As one of the nine UC Agriculture and Natural Resources Research and Extension Centers (RECs) across California, Hopland REC offers opportunities for research projects across a variety of disciplines, particularly those requiring rangeland, oak woodland and chaparral environments. While respecting that need, the center managers are also committed to being exemplary stewards of the land, setting examples and raising awareness as methods are changed and improved.
Gillette began research at HREC in 2006, when it became evident that some of the ancient petroglyph style markings on the 5,358-acre site were thought to date back two millennia. Many of these markings take the form of circles carved into large rocks and are described as “pecked, curvilinear, nucleated” markings (PCNs). Gillette's work indicated that these markings were in fact between 5,000 to 8,000 years old, pre-dating Pomo culture (as we know it).
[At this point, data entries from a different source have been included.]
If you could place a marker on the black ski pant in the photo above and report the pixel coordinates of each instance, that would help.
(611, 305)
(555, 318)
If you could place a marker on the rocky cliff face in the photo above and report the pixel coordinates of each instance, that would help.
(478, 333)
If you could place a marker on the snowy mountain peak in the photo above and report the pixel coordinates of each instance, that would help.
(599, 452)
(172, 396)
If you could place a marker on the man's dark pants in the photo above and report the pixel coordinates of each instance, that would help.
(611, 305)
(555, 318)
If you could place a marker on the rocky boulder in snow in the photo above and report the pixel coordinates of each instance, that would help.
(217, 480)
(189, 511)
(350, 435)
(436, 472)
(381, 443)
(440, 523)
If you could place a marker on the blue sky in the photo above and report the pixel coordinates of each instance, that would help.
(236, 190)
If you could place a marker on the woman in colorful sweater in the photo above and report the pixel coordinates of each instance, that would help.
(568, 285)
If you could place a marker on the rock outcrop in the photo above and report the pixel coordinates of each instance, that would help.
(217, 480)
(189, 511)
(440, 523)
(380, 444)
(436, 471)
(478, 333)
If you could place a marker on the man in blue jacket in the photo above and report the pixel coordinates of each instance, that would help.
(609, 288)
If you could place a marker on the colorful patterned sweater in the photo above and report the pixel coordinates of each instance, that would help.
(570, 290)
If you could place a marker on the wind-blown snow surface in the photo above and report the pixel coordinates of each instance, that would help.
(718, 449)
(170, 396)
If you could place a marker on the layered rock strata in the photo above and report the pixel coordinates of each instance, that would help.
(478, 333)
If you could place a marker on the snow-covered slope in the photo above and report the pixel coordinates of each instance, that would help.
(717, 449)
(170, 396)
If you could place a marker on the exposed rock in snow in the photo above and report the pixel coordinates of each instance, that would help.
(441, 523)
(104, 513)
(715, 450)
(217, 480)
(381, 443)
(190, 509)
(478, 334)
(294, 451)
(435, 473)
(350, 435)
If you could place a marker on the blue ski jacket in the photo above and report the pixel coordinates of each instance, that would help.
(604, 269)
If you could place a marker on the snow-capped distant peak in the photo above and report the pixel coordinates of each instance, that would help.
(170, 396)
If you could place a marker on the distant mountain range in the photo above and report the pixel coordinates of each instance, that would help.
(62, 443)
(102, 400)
Over 100 members of the public attended the Oct. 10 event to discuss local history and cultural markings that might be found on the landscape. They learned why it is important to leave any discoveries of artifacts or markings just as found and report them to a local THPO. Children got the chance to become archaeologists themselves and saw directly how difficult it can be to piece together history when pieces of the story might have been removed or broken.
The challenge of balancing current demands on natural resources and culturally important sites can be complex. However, learning from the history of people in the area is a vital step in understanding sustainable use and behavior for the future. The Hopland Research and Extension Center has benefited greatly from relationships such as those with local THPOs. Their knowledge is integral to future land management decisions.